Star-Bulletin Features


Wednesday, October 20, 1999



By Anthony Sommer, Star-Bulletin
Patricia Rule-Wong, left, spent 18 years as a professional
cook, but is back in school to get her degree. At 52, Marlo
Merano is the oldest class member. Retired from the Air
Force, he's training for a second career.



Kauai culinary
students serve up
the meal deal du jour

They learn by doing, and
diners-in-the-know reap the benefits

By Anthony Sommer
Kauai correspondent

Tapa

PUHI, Kauai -- This is a pretty well-kept secret even on Kauai, so try to keep it under your hat: Four days a week you can chow down on a gourmet lunch for not much more than you would pay at a fast-food restaurant. Not a little sampler meal, but a full-blown, multicourse, to-die-for pig-out feed with appetizer and dessert.

This isn't a private club. It's open to the public and it's all right there in the dining hall at Kauai Community College. The chefs and servers are students in the college's Culinary Arts Program.

Lunch is their laboratory and, yes, the customers are the guinea pigs. If it's any measure of their satisfaction, there is a daily ritual at which the student chefs come into the dining room and tell which foods they prepared. The applause is always enthusiastic.

The only catch is they can only serve 32 meals a day and they have lots of repeat customers -- many of whom don't share this knowledge with even their best friends -- so you have to make reservations pretty early.

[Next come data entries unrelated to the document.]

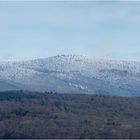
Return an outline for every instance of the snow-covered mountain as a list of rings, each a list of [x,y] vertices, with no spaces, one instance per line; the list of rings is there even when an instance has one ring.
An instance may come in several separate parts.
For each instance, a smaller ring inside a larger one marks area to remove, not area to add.
[[[0,90],[140,96],[140,63],[58,55],[0,62]]]

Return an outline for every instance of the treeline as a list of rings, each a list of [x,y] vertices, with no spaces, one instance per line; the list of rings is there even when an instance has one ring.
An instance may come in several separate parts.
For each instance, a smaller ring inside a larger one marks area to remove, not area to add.
[[[0,92],[0,138],[140,138],[140,98]]]

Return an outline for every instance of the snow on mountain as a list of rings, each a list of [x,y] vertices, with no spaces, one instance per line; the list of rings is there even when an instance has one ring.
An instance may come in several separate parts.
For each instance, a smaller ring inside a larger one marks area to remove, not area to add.
[[[83,55],[0,62],[0,90],[6,89],[139,96],[140,63]]]

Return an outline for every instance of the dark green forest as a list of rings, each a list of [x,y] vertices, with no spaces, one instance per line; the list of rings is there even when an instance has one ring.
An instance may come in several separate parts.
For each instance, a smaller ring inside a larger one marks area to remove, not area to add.
[[[140,98],[0,92],[0,138],[140,138]]]

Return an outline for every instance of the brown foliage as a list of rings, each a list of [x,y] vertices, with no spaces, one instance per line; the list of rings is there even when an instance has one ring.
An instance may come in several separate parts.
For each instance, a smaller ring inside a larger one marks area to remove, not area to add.
[[[140,138],[140,99],[0,93],[0,138]]]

The lunches are not advertised because when the school tries, "the commercial restaurants start raising hell about unfair competition," says instructor Biruta Eilers, who usually serves as hostess and takes reservations.

Complaints come from the guys with the two all-beef patties, special sauce and sesame-seed buns, she notes. Upscale places such as A Pacific Cafe and Roy's Poipu Bar and Grill are supportive and regularly come to the college to recruit students.

Wednesdays and Fridays are reserved for first-year students, and they put on something called "Coffee Shop," which is misleading because no coffee shop anywhere serves meals like this.

On a recent week the Coffee Shop celebrated Oktoberfest with navy bean soup or German potato salad followed by a choice of wurst in beer sauce with potato pancakes and sauerkraut; chicken cutlet ala Holstein, Savoyarde potatoes and braised red cabbage; or shrimps in beer batter with rice pilaf and buttered peas. Dessert was Black Forest cake, chocolate genoise or raisin rice pudding. Cost: $8. And no tax because it's a state school.

On Tuesdays and Thursdays second year students, offer "Fine Dining."

A recent week's menu: For an appetizer, a choice of crisp brie baby greens with a lilikoi vinaigrette and toasted macadamia nuts, or steamed New Zealand green mussels with a red coconut curry sauce. Entree choices were Chinese-style osso bucco with black-bean gremolata and ginger mashed potatoes, or sauteed salmon over straw and hay pasta with shrimp and pancetta sauce. Dessert was macadamia-nut praline cheesecake with Kahlua Kona coffee creme anglaise, or cherries jubilee over vanilla ice cream, flambeed tableside. Cost: $12.50. Really.

"The price pays for the food. The labor, of course, is free," said Eilers.

There are 56 students enrolled in the program, and 40 on a waiting list.

Is there a demand in Hawaii for chefs?

"Any of these kids can go to Honolulu today and be working by sundown," Eilers said.

The students not only prepare and serve the meals (being a server is the best job because you get to eat the food beforehand so you can describe it to customers), they also run the adjoining cafeteria used by the college students.

Assignments rotate daily.

All of this goes on under the tutelage of Assistant Professor (and former executive chef) Clarence Nishi, who 10 years ago took a bare-bones one-year course and turned it into a two-year, degree-producing program that's a must-see stop on every campus tour.

Nishi himself didn't start out to be a chef. A Honolulu native, he spent three years studying engineering at Colorado University, when he figured out he was having a lot more fun working as a cook in Estes Park, Colo., during summer breaks.

Later, when he was a professional chef, he realized he liked the teaching part of the job as much as the cooking. And he likes people as much as he likes food.

"The chefs at all of the island's good restaurants call us first when they need someone," he said. "But we're also training cooks who will be more comfortable working in a mom-and-pop restaurant. These are country kids."

That thing about getting up in front of the customers and announcing what you prepared is very much Nishi's doing and it's rehearsed every day before the customers come. "You can't be shy in this business. You have to be able to speak to people."

Nishi meets regularly with the executive chefs on the island and much of the course reflects their input. "The most important thing to them is to have employees who show up on time in uniform and ready to cook. We spend a lot of time on self-discipline."

Which is not to say this is a dreary group. The kitchen at the community college is one of the happiest, friendliest places on the island.

"The English teachers keep complaining our students are out of control but English teachers are pretty stodgy," Eilers said. "Cooks traditionally are party people and that's part of our program, too."